The rotation, which began Aug. 6, includes Fort Polk based units and Fort Bragg’s 3rd Brigade Combat Team, 82nd Airborne Division, U.S. Army Special Forces Command's 4th Battalion, 5th Special Forces Group and the U.S. Air Force. The military exercises are held about ten times a year in “the box,” the forest and wilderness surrounding the base, which is often one of the last training grounds for units prior to deployment.
“Bottom line,” Maj. Gabriel Ramirez of Ops Group said. “We’re focusing on what we would call a ‘conventional threat.’ This scenario was written based on all the experiences we’ve had in the last ten years.”

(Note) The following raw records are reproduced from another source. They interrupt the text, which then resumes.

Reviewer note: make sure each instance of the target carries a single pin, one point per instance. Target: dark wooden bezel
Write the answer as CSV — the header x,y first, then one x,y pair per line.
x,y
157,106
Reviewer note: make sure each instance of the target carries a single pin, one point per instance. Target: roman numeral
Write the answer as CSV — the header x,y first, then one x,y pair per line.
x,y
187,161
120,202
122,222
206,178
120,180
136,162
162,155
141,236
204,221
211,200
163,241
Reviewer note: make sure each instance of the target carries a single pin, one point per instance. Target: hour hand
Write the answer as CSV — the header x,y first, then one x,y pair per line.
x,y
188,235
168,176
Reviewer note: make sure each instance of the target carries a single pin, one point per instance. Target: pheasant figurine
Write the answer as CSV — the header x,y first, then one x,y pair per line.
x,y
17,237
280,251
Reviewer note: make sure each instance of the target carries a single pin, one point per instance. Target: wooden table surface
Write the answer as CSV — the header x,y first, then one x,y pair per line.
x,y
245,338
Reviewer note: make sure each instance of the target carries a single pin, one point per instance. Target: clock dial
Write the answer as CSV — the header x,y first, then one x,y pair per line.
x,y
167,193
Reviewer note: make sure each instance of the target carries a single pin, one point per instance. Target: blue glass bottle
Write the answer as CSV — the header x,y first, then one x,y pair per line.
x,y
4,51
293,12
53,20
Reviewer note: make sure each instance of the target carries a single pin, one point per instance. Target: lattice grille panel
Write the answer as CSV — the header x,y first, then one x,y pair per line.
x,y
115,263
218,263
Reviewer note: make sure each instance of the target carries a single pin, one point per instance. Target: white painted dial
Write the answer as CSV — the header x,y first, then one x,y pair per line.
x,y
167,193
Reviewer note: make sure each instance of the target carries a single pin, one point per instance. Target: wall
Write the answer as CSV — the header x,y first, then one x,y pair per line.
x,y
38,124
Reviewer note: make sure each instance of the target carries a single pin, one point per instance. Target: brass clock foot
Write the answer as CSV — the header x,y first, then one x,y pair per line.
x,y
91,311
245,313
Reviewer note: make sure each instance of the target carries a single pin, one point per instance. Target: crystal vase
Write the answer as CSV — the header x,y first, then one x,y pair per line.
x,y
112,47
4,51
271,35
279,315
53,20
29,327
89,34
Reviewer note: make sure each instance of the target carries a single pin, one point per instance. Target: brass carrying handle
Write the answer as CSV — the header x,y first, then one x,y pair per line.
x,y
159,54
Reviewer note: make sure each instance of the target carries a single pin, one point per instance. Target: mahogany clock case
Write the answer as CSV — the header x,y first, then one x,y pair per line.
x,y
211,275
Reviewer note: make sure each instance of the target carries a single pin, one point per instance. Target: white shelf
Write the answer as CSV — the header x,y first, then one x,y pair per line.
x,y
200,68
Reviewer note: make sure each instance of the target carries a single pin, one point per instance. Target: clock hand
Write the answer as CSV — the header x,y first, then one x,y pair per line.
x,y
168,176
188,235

The exercise comes from the U.S. Army Training and Doctrine Command, which develops common training scenarios from lessons learned from the wars in Iraq and Afghanistan. The training focuses on guerrilla, insurgent, criminal and conventional forces operating against U.S. interests.
Media was invited to witness just one part – the village of “Dara Lam” -- of the extensive fictional land of Atropia. In the scenario, it is a sovereign nation that invited U.S. Army forces in for aid because a rebel army was raiding the oil fields. Local civilian population participates in the scenarios, role-playing members of the towns that make up the training area of the Kitsatchie National Forest.
“It gives me pride,” said Lloyd Elletson, who role-plays the provincial governor. “When (soldiers) go into real-world situations, they’re going to be more prepared after this.”
Role-players are given an identity and an occupation per rotation -- they operate shops around the towns and some act as reporters for both the radio broadcast and daily newspapers distributed in Dara Lam. “Al Mediyah Times” is friendly to U.S. forces and the other “People’s Voice,” is sympathetic to the fictitious South Atropian People’s Army.
Fort Polk-based units 1st Maneuver Enhancement Brigade, Operations Group, 1st of the 509th and the 162nd are also serving various roles in the training. They assisted the 82nd’s phased airborne parachute operation, noncombatant evacuation, combined arms maneuver, wide-area security, unconventional warfare and unified land operations according to a press release. The rotation ends Aug. 31.